Tilt-up buildings today exhibit a structural diversity as varied as the applied market types. Single-story warehouse or “big box” projects remain an important segment of the tilt-up industry and are used widely to illustrate tilt-up design principles in engineering handbooks. This building type is characterized typically as rigid wall/flexible diaphragm. There are currently two basic types of roof framing systems that are used most often for this project type. These include steel deck/steel bar joist and wood deck/steel bar joist or “hybrid.” Historically, along the seismically active West Coast, tilt-up roof systems consisted of all-wood construction utilizing a plywood deck on wood subpurlins, purlins, and glue-laminated beams.
In general, building envelopes designed wholly as tilt-up construction or integrating components of tilt-up with other systems occur across the broad spectrum of project classifications. However, from this general statement and the detail that follows, the focus of this effort can be seen on perhaps the most simple, and in history the most common form for the use of tilt-up construction: the “big box.” The increasing use of architectural features in tilt-up construction has presented additional challenges in the realm of addressing seismic safety. This is especially true in cases where tilt-up walls are joined to other types of structures.
The path ahead
Innovative solutions, such as those found on these projects, are already quite common and successful. Strong tilt-up construction is well documented in seismic regions and yet increasingly conservative design standards can restrict the creative design of buildings with improving tilt-up technologies. The objective of TCA's Seismic Task Force is to create rational code provisions based on true seismic performance and to further develop the documentation to support a more favorable position for tilt-up systems in the design codes and standards. The evolution of the industry has proven competent to transition to better detailing, roof structures, and analysis. The now popular hybrid roof combining steel joist and girder members with a traditional plywood roof diaphragm has improved the capacity of these buildings to withstand severe seismic loads. Detailing of the connections to the foundation system (footings, walls, or slabs) has improved the reliability of the analysis methods to predict the performance under seismic events. Finally, research underway both analytically and experimentally to affirm the behavior and provide alternative solutions promises to further support better recognition for the performance of these tilt-up structures.
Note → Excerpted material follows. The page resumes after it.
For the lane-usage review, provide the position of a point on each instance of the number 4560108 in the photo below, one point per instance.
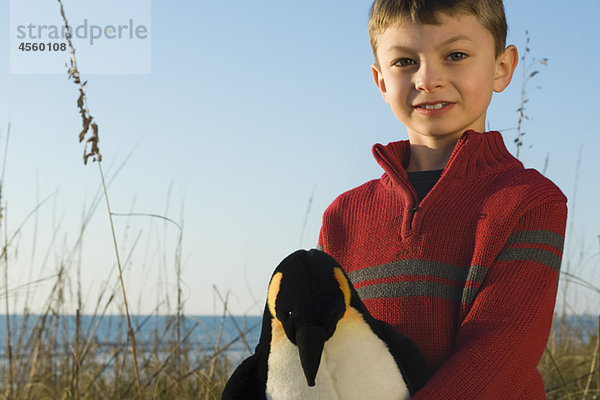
(42, 46)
The months ahead show a strong plan for the TCA Seismic Task Force. Efforts include the finalization of seismic impact maps that will allow designers and contractors to quickly determine the need to consider additional design provisions in these strengthened regions. The development history of design standards affecting tilt-up will be finalized to support the positions of the Task Force. Further efforts will be made for proposed language in design standards most often cited for their impact on tilt-up design. These revised provisions will be supported by research as well as empirical evidence. In its effort to standardize the design of seismically safe tilt-up structures, the TCA Task Force is committed to maintaining the legacy that tilt-up has created for more than two decades as a building method that is cost-effective, efficient, and full of architectural possibilities.
—Jim Baty is technical director of the Tilt-Up Concrete Association.